Jazmyn w tym czasie, chciała podejść do ojca,
jednak Erica ją powstrzymała i poleciła, aby poszła za kulisy się przygotować. Tak
też zrobiła.
-
Drodzy państwo! – na scenę, przed kurtynę weszła kobieta w średnim wieku, o
krótkich, rudych włosach. Reżyserka przedstawienia. – Dziękujemy, za tak liczne
przybycie, liczymy, że…
-
Justin, możemy porozmawiać po przedstawieniu? – Jeremy spojrzał na szatyna
uważnie.
-
Jasne. – odpowiedział, nie do końca przemyślając swoją decyzję.
Odszukał
wolne miejsce obok staruszki, która zapewne przyszła dla swoich wnucząt. Czuł
się trochę nieswojo w obcym towarzystwie, ale kiedy zobaczył Skai, siedzącą
dosłownie rząd za nim, kilka krzeseł w bok od niego, był spokojniejszy.

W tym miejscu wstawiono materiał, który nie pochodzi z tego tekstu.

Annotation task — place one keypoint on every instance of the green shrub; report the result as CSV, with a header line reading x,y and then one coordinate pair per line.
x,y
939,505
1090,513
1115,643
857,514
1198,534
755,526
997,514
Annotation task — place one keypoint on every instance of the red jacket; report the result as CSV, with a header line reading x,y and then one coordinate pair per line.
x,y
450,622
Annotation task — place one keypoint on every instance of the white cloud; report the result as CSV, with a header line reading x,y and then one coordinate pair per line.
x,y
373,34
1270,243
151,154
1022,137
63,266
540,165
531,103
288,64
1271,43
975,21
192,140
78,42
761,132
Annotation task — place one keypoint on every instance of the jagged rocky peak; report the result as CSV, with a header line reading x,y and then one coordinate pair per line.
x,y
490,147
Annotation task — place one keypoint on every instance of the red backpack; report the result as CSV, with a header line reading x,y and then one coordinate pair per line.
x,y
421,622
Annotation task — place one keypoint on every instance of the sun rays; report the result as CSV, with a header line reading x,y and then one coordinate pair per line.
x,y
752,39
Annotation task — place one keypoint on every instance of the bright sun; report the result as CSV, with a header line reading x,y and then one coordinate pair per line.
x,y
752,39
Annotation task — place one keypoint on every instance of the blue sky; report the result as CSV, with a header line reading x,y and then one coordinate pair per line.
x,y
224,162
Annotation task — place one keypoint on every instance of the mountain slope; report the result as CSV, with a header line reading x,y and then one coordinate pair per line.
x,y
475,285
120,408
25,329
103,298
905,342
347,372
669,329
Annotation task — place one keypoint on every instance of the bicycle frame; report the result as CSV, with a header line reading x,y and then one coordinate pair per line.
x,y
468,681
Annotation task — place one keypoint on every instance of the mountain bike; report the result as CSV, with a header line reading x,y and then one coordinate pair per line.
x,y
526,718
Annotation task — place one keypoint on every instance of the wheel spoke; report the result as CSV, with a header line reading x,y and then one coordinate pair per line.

Zwłaszcza,
że go nie zauważyła nawet, natomiast Daniel tak. Posłał mu lekki uśmieszek pod
nosem, co odwzajemnił, po czym wbił wzrok w scenę.
Oglądał
całe przedstawienie, skupiony jak nigdy. Był taki dumny z Jazmyn, uśmiechał się
za każdym razem, kiedy dziewczynka mówiła swoją kwestię, bądź tańczyła z Benem.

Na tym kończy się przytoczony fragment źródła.